# P. terribilis wasting syndrome



## slaytonp (Nov 14, 2004)

I have had 4 P. terribilis for 2+ years. They were about 3 years old and had been healthy in an 80 gallon bow tank with water-fall, false bottom, etc. until this summer. They began to get skinny and malformed, especially this one, and eventually died. All but one seemed to be eating fairly well even as they just wasted and died. I have 10 other species of darts, about 50 frogs all together, some of which I have had for over 5 years with no health problems. They are all fed dusted fruit flies (Dendrocare or Tree Frog dust by T. Rex) and some field plankton in season. The latter is uncontaminated by insecticides or herbicides. I have never experienced any disease of wasting with any of the other frogs. My well water is pure, free from metals or contaminants (by recent extensive State analysis) and untreated. Misting is bottled artesian well water. The waterways contain some tannins from oak leaves. 
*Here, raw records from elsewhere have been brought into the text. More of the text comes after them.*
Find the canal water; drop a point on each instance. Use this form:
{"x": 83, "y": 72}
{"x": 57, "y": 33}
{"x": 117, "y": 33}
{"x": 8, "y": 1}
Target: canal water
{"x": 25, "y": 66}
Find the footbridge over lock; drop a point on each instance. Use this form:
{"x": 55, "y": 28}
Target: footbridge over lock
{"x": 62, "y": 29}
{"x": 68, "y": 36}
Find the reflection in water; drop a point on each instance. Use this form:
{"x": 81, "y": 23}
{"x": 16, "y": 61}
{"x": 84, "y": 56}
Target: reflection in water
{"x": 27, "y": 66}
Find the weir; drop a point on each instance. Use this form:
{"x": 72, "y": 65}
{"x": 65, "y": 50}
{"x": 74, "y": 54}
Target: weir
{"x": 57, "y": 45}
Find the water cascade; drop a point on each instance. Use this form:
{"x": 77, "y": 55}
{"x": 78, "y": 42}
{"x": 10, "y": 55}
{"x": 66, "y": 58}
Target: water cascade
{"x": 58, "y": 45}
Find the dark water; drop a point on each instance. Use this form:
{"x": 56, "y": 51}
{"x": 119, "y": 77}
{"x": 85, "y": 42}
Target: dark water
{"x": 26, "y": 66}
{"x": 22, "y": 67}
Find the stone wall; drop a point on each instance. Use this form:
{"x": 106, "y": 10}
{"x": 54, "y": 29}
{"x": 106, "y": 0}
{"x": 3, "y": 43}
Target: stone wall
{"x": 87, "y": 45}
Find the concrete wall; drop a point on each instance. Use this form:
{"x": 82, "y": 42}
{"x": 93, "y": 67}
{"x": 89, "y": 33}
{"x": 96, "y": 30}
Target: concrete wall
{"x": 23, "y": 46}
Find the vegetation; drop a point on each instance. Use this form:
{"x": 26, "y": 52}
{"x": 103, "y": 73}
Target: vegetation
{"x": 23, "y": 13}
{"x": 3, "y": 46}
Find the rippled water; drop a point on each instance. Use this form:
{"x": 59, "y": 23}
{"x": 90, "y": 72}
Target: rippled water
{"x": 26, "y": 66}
The only thing I can think of is that we had an especially hot summer and this tank in particular was difficult to keep below 85 degrees at certain parts of the day due to its location. I did not notice the wasting process until it had cooled down. Could excess heat have triggered this phenomenon? 

The frog in the photo seemed to have deformed hind limbs in particular. While they all "worked," they did not coordinate together, but splayed in different directions. 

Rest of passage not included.